Elle regarde autour d’elle, en tournant le buste. Landsman en profite pour jeter un coup d’œil dans son corsage. Il entrevoit l’arrondi semé de taches de rousseur de son sein gauche, la bordure de dentelle de son soutien-gorge, la tache sombre de son mamelon contre le bonnet. Il brûle du désir de glisser la main dans son chemisier, de palper son sein, de grimper dans ce creux douillet et de s’y blottir pour s’endormir. Quand elle se retourne vers lui, Bina le surprend dans son rêve de décolleté. Landsman sent le feu lui monter aux joues.

— Oh ! souffle-t-elle.

— Comment s’est passée ta journée ? demande Landsman comme si c’était la question la plus naturelle du monde.

— Concluons un marché, propose-t-elle d’une voix devenue glaciale, en boutonnant le col de son chemisier. Et si nous restions assis à cette table, toi et moi, pour dîner ensemble sans dire un mot de ma putain de journée ? Qu’en dis-tu, Meyer ?

— Ça me paraît très bien.

Elle avale une cuillerée de sa salade au thon. Il aperçoit l’éclat de la couronne d’or de sa prémolaire et se remémore le jour où elle était rentrée avec, grisée au protoxyde d’azote ; elle l’avait invité à fourrer sa langue dans sa bouche pour voir l’effet que ça faisait.
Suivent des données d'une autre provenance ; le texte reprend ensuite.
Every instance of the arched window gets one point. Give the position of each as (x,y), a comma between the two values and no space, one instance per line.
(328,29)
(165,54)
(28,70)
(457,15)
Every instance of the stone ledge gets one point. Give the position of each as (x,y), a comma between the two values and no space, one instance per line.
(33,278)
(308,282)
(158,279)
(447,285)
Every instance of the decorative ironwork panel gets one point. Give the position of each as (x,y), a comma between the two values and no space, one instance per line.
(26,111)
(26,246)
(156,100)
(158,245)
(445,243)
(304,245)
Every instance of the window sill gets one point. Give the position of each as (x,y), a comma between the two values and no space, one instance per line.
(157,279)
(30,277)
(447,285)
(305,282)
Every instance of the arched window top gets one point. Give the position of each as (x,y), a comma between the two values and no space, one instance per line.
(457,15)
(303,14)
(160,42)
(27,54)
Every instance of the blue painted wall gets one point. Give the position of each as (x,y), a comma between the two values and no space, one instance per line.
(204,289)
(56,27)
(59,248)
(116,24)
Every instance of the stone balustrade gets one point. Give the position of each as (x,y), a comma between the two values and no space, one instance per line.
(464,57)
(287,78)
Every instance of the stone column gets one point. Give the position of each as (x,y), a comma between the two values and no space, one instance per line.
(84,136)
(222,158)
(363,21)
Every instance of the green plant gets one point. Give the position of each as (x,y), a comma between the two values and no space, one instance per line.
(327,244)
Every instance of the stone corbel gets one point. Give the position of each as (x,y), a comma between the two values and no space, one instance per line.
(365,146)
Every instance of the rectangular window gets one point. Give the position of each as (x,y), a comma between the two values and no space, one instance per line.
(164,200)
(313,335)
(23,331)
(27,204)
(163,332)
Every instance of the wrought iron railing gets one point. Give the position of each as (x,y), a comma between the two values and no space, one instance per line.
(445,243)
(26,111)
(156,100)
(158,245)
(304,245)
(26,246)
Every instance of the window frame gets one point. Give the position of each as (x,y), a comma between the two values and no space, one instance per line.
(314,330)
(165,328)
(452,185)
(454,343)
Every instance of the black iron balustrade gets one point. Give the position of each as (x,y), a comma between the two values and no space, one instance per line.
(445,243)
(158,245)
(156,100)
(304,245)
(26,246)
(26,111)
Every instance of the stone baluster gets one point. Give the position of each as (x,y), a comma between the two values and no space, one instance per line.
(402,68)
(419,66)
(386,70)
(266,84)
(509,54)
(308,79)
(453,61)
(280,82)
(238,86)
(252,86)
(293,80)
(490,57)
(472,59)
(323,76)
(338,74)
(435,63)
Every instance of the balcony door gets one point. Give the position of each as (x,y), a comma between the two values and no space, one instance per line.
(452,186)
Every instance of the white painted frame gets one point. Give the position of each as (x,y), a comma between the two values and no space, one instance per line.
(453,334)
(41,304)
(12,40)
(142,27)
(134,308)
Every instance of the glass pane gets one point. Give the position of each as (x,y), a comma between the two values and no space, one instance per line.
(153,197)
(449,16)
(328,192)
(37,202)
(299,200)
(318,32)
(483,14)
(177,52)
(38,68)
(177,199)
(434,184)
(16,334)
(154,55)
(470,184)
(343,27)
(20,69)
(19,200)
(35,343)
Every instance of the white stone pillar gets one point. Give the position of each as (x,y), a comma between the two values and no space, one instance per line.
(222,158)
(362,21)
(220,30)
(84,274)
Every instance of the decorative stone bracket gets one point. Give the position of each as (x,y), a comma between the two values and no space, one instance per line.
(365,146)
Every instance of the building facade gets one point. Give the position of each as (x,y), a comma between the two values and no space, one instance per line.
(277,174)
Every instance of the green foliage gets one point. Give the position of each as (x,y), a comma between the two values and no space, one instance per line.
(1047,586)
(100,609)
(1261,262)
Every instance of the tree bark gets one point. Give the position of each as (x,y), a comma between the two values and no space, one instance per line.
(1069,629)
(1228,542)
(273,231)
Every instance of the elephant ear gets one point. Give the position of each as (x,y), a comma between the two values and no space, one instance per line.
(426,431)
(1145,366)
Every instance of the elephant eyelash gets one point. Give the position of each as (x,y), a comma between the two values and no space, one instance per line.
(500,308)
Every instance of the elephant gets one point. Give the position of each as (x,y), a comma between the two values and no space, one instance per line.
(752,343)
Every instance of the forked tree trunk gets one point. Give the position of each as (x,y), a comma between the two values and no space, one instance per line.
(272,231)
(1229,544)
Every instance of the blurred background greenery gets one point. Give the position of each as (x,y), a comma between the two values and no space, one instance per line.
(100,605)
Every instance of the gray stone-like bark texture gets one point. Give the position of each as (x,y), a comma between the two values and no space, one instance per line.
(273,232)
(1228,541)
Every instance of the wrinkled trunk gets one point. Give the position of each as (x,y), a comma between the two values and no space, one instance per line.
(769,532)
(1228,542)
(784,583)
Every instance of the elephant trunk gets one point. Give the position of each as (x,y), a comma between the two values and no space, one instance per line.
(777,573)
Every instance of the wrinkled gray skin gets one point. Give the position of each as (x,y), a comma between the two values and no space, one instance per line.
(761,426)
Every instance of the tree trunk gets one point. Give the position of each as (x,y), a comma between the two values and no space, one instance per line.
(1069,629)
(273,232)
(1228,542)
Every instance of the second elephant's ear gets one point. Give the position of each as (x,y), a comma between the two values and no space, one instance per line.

Après cet avant-goût, Bina passe aux choses sérieuses ; elle enfourne dix ou onze bouchées de plus, mastiquant et avalant avec une forme d’abandon. Ses narines palpitent de gourmandise. Ses yeux sont rivés sur les rapports liant son assiette à sa cuillère. Une fille dotée d’un bon appétit, ç’avait été la première appréciation attestée de sa mère sur Bina Gelbfish voilà vingt ans. Comme la plupart des compliments maternels, celui-ci était transformable en insulte si besoin était. Mais Landsman n’a confiance qu’en une femme qui mange comme un homme. Une fois qu’il ne reste plus qu’une trace de mayonnaise sur sa feuille de laitue, Bina s’essuie la bouche avec sa serviette et pousse un profond soupir de satiété.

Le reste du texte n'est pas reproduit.